Not a big thing this long after the fact and one could not help but feel sorry for the boy and his parents despite the fact that the Officeral testified that he had ordered that all frontline troops put on there flak vests as a precaution. Some testimony was entered to the effect that the troops in this area routinely disobeyed such orders.
Pleased not I use the word 'testified' even though I am unaware of whether or not there was a formal inquiry concerning the incident.
Some of you older folk may recall the Movie "Pork Chop Hill" in which the LT was played by Gregory Peck and concerned the endless fighting back and forth over this Hill.
The Lieutenant's Name was Lt. Lawrence Clemons.
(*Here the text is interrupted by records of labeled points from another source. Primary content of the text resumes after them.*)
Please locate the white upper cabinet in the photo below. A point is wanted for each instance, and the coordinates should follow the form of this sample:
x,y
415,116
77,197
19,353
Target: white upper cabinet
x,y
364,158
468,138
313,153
Schwartzkopf had apparently been caused considerable difficulty over the so called friendly fire incident noted but was backed to the hilt by his Battalion Commander. You probably have already guessed the the Battalion commander was Larrry Clemons.
Clemons was passed over for promotion several times and forced to leave the Army.
Schwarzkopf called the loss of the services of Lawrence Clemons to the Army was a great loss.
In the course of his advanced training course at Fort Benning Georgia in 1961 Schwartzkopf wrote an essay called "The Battered Helmet".
"As the essay unfolded, the reader came to realize that the author was not talking about a modern day general or a contemporary battle, but was referring instead to Julius Caesar folllowing the his defeat of Pompey the Great at Pharsalus in 48 BC" Steven Dando Collins; 'Cleopatra's Kidnappers" page 1.
Dando ggoes on to state: "----Norman Schwartzkopf made a fundamental mistake, an error frequently made through the ages since the time of Ceasar-he desribed Pompey as the 'rebel' General in the affair.
In reality Julius Caesar was the rebel-a rebel who went to war'----technically---'against his own country and who had been declared an 'enemy of the state' by the Senate.
The battle in this Civil Was "the equivalent of General Scwartzkopf"-----"returning from commanding coalition forces"--------"and invading the United States"-------"with the intent of deposing George W. Bush as President and overthrwoing Congress"------"the counterpart to Pompey would have been General Colin Powell------".
I wonder if this was actually penned in error.